Estaba tan entusiasmado como yo cuando llegó el viernes. Y Alice y Malek le gustaron inmediatamente. Alice es una persona animada e inteligente, una gran conversadora, que siempre tiene una historia divertida que contar. Mientras observaba a nuestros invitados aquella noche, se me ocurrió que de toda la gente que conocía en Irán, Alice y Chamsey eran las únicas personas que parecían auténticamente felices. Quizás fuese porque las dos sabían que pronto iban a volver a América.

Alice contó un chiste:

«Un hombre entra en una tienda de arte y ve un retrato de Jomeini. Quiere comprar el cuadro, y el dueño le dice que cuesta quinientos
tumons
. (Un
tumon
equivale a diez riales.)

»—Le doy trescientos —ofrece el cliente.

»—No, quinientos.

»—Trescientos cincuenta.

»—Quinientos.

»—Cuatrocientos —dice el cliente—. ¡Es mi última oferta!

»Justo en aquel momento entra otro cliente, ve un cuadro con la imagen de Jesucristo que le gusta, y pregunta al propietario cuánto vale.

»—Quinientos
tumons
—informa el tendero.

»—Conforme.

»El recién llegado paga los quinientos
tumons
y se marcha.

»De modo que el tendero le dice al primer cliente: “Señor, fíjese en ese hombre. Llegó, vio el cuadro que quería, me pagó el dinero que le pedí, y se fue”.

»A lo que el cliente responde: “Bueno, si puede usted poner a Jomeini en una cruz y crucificarlo, entonces le doy los quinientos”».

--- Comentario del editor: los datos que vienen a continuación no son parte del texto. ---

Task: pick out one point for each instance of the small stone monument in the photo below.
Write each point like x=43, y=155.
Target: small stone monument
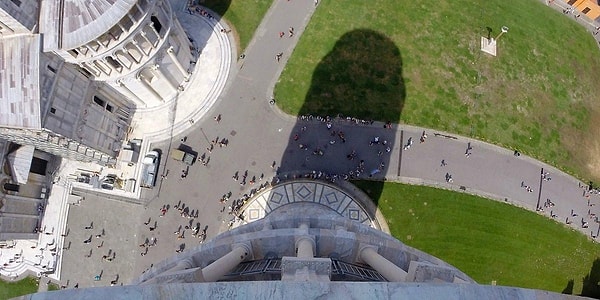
x=488, y=45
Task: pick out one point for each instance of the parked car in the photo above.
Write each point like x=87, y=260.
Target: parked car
x=186, y=157
x=150, y=169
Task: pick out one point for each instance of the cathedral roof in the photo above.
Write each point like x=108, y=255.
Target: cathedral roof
x=68, y=24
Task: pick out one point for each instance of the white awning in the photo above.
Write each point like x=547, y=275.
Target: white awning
x=20, y=163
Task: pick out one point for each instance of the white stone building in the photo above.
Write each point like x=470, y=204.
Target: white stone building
x=74, y=71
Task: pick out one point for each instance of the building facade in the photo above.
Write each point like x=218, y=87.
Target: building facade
x=74, y=71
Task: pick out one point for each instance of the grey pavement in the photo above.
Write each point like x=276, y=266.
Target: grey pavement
x=259, y=135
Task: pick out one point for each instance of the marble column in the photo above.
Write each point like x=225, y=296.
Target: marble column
x=223, y=265
x=386, y=268
x=173, y=57
x=305, y=243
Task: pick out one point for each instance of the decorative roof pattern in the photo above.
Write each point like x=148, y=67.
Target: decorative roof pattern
x=19, y=81
x=80, y=21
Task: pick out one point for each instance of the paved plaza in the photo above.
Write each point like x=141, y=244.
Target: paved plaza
x=258, y=135
x=262, y=142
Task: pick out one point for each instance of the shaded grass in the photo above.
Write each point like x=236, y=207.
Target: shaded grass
x=243, y=15
x=14, y=289
x=537, y=96
x=487, y=240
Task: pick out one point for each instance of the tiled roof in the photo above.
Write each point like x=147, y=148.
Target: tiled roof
x=19, y=81
x=68, y=24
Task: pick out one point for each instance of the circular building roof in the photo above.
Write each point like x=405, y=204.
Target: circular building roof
x=85, y=20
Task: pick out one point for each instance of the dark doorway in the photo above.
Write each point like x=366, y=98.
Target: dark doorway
x=156, y=23
x=11, y=187
x=38, y=166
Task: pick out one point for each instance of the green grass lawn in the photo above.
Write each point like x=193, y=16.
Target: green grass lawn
x=489, y=240
x=420, y=63
x=243, y=15
x=14, y=289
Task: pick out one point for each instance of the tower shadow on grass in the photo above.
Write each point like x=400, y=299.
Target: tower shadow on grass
x=569, y=288
x=360, y=78
x=591, y=282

Todo el mundo rió, incluso Moody.

Chamsey me llamó al día siguiente.

—Betty, esa Alice es una mujer estupenda. Deberías hacer amistad con ella.

—Sí, es cierto.

—Pero olvídate de Ellen —añadió Chamsey—. Ellen es una falsa.

Alice y yo nos veíamos con regularidad. Era la única mujer con la que me había encontrado en Irán que poseía uno de aquellos lujosos chismes llamados secador del pelo. ¡Tenía también suavizador de tejidos! ¡Y tenía mostaza!